ストレスは、単に心に負担をかけるだけでなく、脳の機能や構造に影響を与えることが近年の研究で明らかになってきており、前頭前野の萎縮は過去のストレス経験と関連していることもわかっています。
現代社会では、「ストレスは誰でも持っていて当たり前」と軽視されがちですが、我慢し続けるのではなく、適切に対処することが非常に大切です。
統合失調症になりやすい人

統合失調症の原因から考えると、発症にはいくつかの要素が関わっていると考えられています。
はっきりと「◯◯な人が統合失調症になりやすい」と示すことは難しいですが、ここでは性格傾向、ストレス耐性、遺伝、発達過程、年齢など、発症リスクに影響する要素について解説します。
性格傾向
性格はストレスの受け止め方に影響するため、統合失調症の発症に影響があるのではないかと考えられています。
例えば、内気で控えめ、おとなしい、コミュニケーションが苦手、繊細で傷つきやすい、神経質、周囲に影響を受けやすいといった方はストレスが溜まりやすかったり、発散が苦手な傾向にあり、負担を抱えてしまいがちです。
ストレスの影響
ストレスは統合失調症の発症や再発と深く関係しています。
「ストレス耐性が低い」「過度なストレスがある環境に置かれている」といった場合は、発症リスクが高くなります。
ストレス耐性とは、ストレスに対処する力や受け止められる容量などのことで、心を「コップ」、ストレスを「水」に例えると分かりやすいです。
コップが大きい人は多少水を注いでも溢れませんが、小さい人は少量でもいっぱいになってしまいます。
また、どんなに大きいコップだとしても、水を注ぎ続ければいつか必ず溢れてしまいます。
受験、就職、転職、人間関係のトラブルなど、生活の大きな変化が重なる時期は特に注意が必要です。
遺伝的な要因
統合失調症には遺伝的な要因が関与しており、家族に統合失調症の方がいる場合は発症リスクが高まることがわかっています。
ただし、遺伝だけで決まるわけではありません。
ほぼ100%同じ遺伝子を持っている一卵性双生児の場合でも、どちらも統合失調症を発症する確率は約50%という研究結果もあり、環境やストレスが影響します。
周産期の影響
周産期とは、妊娠22週から出生後7日未満までの妊娠・出産・育児にかかる期間のことです。
妊娠中や出産時のトラブル、低出生体重、早産、低酸素状態などが、発症リスクと関連する可能性が指摘されています。
また、受精時の父親の年齢も統合失調症の発症リスクに影響し、高齢になるほどリスクが高まることが知られています。
ただしこれもあくまで影響が考えられる要素の一つであり、必ず病気につながるものではありません。
年齢
統合失調症は比較的若い世代に発症しやすい病気で、10代〜20代に多い傾向にあります。

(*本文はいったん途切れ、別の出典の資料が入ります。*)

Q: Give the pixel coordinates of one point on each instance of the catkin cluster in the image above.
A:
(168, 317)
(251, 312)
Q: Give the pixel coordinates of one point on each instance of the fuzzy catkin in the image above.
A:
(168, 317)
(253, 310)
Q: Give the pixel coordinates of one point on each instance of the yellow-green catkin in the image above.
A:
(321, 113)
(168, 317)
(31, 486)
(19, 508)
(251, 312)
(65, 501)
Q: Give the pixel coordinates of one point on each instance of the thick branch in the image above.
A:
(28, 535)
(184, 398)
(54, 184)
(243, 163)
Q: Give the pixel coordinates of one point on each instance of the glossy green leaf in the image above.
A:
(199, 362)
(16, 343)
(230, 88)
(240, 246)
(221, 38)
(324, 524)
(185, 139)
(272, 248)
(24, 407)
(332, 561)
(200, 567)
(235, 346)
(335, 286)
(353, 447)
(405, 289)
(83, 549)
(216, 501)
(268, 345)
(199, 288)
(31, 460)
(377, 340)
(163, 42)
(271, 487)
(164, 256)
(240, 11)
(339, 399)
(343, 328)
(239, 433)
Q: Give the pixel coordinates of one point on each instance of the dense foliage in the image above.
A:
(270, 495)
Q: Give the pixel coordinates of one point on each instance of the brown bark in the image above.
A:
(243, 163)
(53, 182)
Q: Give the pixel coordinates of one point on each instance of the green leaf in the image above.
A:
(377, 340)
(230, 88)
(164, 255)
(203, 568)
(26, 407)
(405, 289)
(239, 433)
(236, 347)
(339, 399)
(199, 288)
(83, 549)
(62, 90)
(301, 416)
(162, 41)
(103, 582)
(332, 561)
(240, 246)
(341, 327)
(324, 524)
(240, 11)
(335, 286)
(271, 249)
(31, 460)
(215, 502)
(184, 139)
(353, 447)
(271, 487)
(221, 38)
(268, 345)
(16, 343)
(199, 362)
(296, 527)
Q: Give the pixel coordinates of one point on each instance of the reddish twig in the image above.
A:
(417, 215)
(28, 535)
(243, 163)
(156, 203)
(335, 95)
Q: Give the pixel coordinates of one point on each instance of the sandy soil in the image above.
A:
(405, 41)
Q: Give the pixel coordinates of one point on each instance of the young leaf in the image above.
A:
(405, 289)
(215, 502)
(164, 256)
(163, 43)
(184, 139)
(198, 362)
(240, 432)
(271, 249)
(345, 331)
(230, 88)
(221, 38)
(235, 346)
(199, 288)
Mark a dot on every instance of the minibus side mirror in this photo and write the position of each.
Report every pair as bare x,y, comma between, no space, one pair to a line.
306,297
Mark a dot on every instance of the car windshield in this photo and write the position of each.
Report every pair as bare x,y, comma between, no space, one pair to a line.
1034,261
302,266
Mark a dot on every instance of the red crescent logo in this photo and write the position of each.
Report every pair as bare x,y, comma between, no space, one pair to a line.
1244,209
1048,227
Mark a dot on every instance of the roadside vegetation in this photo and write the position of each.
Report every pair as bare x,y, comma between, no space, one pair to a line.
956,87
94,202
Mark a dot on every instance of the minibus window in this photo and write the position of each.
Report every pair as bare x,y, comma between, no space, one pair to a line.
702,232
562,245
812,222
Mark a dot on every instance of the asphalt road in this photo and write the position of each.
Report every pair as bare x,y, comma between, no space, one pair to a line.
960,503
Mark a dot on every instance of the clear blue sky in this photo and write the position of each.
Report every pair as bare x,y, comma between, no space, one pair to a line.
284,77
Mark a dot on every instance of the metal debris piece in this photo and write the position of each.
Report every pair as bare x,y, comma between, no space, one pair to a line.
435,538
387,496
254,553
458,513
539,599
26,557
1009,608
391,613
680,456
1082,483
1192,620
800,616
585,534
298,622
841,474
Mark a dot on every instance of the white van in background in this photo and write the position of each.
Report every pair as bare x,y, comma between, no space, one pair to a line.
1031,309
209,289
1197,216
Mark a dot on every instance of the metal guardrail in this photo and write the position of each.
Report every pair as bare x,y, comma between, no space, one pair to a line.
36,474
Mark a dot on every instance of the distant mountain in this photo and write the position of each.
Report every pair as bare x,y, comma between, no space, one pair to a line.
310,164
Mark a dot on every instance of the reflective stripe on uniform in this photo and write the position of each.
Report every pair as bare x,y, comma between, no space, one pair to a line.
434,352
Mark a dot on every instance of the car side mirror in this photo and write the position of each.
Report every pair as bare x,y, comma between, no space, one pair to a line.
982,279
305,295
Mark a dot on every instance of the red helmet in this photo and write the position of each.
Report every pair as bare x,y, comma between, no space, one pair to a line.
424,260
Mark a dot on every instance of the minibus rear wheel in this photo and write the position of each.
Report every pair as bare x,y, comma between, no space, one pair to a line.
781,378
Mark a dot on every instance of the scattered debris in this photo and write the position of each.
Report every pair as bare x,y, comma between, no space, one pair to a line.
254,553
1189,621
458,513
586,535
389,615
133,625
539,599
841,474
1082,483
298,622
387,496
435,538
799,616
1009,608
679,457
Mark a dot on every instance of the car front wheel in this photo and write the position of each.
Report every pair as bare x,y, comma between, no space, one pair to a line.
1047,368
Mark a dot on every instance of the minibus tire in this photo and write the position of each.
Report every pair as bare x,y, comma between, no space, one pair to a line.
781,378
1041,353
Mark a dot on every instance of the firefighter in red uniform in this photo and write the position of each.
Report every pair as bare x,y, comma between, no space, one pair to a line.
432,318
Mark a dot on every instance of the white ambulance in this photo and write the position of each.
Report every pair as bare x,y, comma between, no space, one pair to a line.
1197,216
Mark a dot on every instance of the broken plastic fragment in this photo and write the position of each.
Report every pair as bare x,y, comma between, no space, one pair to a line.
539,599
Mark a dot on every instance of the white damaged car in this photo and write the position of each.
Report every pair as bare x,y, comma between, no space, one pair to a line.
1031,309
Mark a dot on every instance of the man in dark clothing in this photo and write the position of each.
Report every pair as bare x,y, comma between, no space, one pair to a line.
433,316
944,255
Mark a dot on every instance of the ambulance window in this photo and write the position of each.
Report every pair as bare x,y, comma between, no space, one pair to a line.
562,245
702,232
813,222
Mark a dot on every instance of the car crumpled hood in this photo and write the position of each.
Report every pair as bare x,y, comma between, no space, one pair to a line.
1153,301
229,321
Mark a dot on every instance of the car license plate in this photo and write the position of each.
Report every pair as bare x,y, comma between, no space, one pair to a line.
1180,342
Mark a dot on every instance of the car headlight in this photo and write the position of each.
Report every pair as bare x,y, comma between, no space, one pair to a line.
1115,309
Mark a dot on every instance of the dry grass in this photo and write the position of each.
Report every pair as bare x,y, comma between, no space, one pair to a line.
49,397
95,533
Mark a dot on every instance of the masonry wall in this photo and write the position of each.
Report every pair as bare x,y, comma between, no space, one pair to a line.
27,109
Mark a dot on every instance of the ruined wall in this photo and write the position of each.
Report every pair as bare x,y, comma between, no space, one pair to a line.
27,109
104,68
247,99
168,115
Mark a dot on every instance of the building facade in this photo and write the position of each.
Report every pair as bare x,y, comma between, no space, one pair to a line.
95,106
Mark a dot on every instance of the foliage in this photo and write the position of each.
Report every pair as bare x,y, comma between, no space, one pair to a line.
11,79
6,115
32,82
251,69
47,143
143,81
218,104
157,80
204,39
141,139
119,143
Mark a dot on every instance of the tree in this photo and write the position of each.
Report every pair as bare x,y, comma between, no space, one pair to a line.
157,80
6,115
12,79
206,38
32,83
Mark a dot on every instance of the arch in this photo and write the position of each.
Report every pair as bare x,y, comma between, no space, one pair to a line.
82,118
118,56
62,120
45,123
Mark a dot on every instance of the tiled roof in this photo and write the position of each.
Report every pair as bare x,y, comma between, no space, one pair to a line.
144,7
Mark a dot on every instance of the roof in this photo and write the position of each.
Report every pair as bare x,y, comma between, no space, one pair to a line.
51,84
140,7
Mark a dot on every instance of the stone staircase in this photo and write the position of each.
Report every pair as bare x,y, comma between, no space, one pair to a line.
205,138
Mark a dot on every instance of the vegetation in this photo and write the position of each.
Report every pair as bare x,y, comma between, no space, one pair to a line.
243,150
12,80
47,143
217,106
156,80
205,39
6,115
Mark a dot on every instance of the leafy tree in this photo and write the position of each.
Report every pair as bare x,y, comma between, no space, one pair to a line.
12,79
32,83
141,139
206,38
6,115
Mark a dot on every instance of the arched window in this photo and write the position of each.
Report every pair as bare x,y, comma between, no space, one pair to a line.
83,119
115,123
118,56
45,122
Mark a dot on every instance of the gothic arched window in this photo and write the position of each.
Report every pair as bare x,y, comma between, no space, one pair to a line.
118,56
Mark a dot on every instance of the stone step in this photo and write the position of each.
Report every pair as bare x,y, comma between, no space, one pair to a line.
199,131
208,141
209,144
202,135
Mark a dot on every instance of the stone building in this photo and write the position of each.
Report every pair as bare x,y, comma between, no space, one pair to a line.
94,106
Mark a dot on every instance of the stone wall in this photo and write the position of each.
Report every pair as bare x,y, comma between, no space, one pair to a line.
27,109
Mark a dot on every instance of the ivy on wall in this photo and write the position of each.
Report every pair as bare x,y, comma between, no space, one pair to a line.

ただし、40歳を過ぎてから統合失調症が発症することもあります。(遅発性統合失調)
統合失調症は男性の方がなりやすい?性差とエストロゲンの影響

統合失調症は男女どちらにも起こる病気ですが、発症のしやすさや時期、症状の現れ方には性差があることが知られています。
ここでは、発症率や年齢、症状や治療反応の違いについて解説します。
発症率
統合失調症の生涯発症率は、やや男性に多く男女差1.4:1程度とされていますが、大きな違いは見られません。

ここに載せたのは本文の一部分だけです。